Being pregnant made me physically and mentally sick, it was a horrible experience which I do not recommend to anyone. I really wish my body had had a way to “shut the whole thing down” and maybe in some psychosomatic way it was trying its best. During that period, I went to see Prometheus at the cinema. In this film, skip this if you are a spoiler-hater, the protagonist performs a surgical abortion (ceasarean?) on herself to extract the monster gestating in her. At which point my friend turned to me to enquire if I was okay or wanted to leave. But I found it AWESOME. It depicted exactly my state of mind at the time, and I think that is the major reason why I am almost the only person who actually enjoyed that film. Later, we discussed the numerous things which do not make sense in that film, and he listed the fact that she has to self-operate on herself, as the surgery machine does not have software for female body-types. It is true that it would make logical sense that the machine would either only work on one particular body, or all, although justifications can be found. However, the real justification for that detail, and the reason why I strongly appreciated it, has to do with the fact it addresses, in a single sentence, powerful issues about bodies, medicine and gender.

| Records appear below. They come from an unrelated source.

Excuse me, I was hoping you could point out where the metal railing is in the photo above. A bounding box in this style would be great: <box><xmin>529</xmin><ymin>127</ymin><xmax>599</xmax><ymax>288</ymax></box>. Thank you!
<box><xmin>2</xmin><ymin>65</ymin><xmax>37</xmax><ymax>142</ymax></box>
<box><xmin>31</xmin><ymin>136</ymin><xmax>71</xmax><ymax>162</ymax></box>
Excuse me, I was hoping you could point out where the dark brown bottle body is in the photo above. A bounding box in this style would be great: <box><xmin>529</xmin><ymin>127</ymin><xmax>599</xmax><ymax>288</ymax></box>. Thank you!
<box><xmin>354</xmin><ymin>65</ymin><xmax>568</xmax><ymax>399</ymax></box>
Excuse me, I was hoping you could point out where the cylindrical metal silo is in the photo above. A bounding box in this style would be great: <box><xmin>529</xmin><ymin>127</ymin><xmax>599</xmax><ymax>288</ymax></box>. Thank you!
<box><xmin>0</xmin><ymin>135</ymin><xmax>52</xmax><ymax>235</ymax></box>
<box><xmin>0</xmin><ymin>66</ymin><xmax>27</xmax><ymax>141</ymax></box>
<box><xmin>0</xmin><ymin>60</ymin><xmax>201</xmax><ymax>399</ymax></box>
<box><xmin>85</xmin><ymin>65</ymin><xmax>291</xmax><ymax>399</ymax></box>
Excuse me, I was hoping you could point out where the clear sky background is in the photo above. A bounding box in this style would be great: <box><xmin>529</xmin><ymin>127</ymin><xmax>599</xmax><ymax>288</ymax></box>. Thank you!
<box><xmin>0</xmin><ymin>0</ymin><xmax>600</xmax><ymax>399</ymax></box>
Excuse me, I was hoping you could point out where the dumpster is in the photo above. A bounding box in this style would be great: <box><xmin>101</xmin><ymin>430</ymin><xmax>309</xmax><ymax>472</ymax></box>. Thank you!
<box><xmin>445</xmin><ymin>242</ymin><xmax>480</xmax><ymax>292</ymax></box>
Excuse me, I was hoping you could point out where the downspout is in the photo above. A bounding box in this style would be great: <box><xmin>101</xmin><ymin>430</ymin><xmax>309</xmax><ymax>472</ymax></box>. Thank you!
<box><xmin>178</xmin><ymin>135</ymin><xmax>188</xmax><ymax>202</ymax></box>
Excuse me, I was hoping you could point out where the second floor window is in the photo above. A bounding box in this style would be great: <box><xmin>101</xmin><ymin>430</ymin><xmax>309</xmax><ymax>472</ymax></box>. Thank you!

I believe that if our society puts such an emphasis on how awesome pregnancy and babies are, it is not only because of woman-hating patriarchy, it is also to try and avoid women whose pregnancy make them feel like I did (like you are no longer yourself, like your body is not yours, etc.) killing themselves. Now that safer ways exist to end a pregnancy, though, this cultural insistence has obviously lost this positive role. But if we still fight for abortions’ rights, when no abortion procedure is entirely safe, when we don’t believe that DNA is something anyone can ‘own’, or that parenthood is in any way based on it, and adoption is an available option, then we have to recognize that pregnancy in itself can be a cause of intense suffering to women.

If the mystical pregnancy trope exists and is so popular, it is in my opinion because a lot of women, whether they intend to get pregnant or not, whether they decide to be mothers or not when they are, have deep, complex feelings about pregnancy, and sci-fi and horror is a space in which to address those feelings, while putting aside what is perceived like more “normal” issues surrounding pregnancy.